Когда я догадался, что реальность моего воображения вовсе не обязана быть реальностью воображения моего читателя, я впервые осознал, что такое фактура, которую я обязан дать читателю.
Не случайно эта глава началась с кино. Там всё наглядно, но даже в кино режиссёр и художник-постановщик не всегда умеют убедить зрителя в правдивости атмосферы. А уж литературный творец – тем более. Ему кажется, что всё внятно, наглядно, красочно, а на самом деле читатель не получает ничего – ни фона, ни мыслей…

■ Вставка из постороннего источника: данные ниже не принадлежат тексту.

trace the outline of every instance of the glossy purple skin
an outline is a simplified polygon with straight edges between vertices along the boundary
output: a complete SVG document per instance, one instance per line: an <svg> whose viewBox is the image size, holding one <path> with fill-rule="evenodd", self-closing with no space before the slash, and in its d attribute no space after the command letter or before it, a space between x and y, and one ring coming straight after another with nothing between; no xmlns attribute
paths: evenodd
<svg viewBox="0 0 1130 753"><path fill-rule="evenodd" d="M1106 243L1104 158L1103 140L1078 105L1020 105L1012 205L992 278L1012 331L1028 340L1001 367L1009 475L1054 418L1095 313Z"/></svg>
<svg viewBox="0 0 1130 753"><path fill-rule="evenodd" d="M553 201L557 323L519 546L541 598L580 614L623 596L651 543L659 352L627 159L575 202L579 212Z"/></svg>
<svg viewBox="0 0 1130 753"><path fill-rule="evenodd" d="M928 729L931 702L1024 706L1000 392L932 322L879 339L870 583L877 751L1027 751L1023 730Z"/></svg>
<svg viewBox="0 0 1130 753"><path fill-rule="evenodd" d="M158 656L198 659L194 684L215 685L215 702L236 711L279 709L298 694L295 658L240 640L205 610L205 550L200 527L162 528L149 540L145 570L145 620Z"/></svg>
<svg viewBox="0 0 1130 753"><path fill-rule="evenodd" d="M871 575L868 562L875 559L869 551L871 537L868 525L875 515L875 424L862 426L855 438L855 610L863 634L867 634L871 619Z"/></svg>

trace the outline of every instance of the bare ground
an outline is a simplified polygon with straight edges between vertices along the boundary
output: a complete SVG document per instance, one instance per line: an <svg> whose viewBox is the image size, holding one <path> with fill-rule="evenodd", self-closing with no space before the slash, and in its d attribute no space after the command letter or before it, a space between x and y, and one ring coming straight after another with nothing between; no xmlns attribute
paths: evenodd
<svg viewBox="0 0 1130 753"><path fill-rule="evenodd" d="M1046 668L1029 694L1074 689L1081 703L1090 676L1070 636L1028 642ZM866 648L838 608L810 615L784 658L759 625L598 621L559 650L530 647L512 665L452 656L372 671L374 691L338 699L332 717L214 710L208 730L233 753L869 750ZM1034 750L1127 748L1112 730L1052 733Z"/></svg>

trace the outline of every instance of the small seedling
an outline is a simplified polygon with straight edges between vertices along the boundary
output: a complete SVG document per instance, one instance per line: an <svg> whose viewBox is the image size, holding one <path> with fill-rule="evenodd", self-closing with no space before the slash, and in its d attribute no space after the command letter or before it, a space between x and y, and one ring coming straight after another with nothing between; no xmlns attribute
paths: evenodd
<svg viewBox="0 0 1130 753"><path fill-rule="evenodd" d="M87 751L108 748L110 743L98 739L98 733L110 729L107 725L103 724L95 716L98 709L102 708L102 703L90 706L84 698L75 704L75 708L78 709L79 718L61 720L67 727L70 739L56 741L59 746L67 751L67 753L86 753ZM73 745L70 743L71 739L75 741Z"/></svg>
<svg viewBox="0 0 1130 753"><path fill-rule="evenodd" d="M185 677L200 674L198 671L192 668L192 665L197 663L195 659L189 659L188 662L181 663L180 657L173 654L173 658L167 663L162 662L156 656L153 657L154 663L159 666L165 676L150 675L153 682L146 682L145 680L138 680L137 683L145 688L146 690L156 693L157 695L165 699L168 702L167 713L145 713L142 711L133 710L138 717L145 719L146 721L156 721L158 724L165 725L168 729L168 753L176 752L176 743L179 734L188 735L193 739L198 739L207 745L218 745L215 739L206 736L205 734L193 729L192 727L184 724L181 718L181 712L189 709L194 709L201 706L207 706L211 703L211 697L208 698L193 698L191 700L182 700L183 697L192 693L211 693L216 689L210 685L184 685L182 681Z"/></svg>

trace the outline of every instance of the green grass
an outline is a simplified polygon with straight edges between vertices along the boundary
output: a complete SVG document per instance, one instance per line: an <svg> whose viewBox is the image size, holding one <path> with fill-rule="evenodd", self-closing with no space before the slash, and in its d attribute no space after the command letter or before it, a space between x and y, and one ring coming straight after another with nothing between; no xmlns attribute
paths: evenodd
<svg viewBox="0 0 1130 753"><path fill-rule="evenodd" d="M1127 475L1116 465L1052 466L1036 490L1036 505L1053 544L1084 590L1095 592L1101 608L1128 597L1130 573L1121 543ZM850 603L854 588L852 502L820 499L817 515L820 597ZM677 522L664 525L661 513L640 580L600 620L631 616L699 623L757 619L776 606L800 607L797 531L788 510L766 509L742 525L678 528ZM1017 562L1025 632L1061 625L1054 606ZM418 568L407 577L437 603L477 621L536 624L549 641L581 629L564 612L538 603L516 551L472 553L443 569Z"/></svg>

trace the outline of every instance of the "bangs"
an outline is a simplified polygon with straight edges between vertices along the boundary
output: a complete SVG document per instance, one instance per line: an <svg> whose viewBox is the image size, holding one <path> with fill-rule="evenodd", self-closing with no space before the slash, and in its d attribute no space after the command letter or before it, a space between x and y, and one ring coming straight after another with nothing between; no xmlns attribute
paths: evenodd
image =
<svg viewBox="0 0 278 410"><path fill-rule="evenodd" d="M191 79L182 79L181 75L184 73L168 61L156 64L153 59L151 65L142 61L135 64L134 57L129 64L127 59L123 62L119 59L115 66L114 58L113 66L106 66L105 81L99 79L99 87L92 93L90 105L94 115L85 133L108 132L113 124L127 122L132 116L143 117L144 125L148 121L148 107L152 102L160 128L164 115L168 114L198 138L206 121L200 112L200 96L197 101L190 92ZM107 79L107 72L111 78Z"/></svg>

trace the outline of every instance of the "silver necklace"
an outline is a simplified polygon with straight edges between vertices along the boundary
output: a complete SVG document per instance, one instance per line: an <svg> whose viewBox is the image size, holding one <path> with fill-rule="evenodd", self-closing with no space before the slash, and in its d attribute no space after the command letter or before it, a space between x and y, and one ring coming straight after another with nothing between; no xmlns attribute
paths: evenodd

Как же справиться с поставленной задачей? Как рассказать историю, чтобы она не только увлекала сюжетом, но и позволяла читателю увидеть то, что видите вы? Могу поспорить с кем угодно, что такого рецепта нет. Не существует формулы, которая вложила бы в ваши руки магию управления умом публики. Но есть труд… И желание донести до других своё ощущение ситуации, своё проживание истории, своё видение чего-то конкретного…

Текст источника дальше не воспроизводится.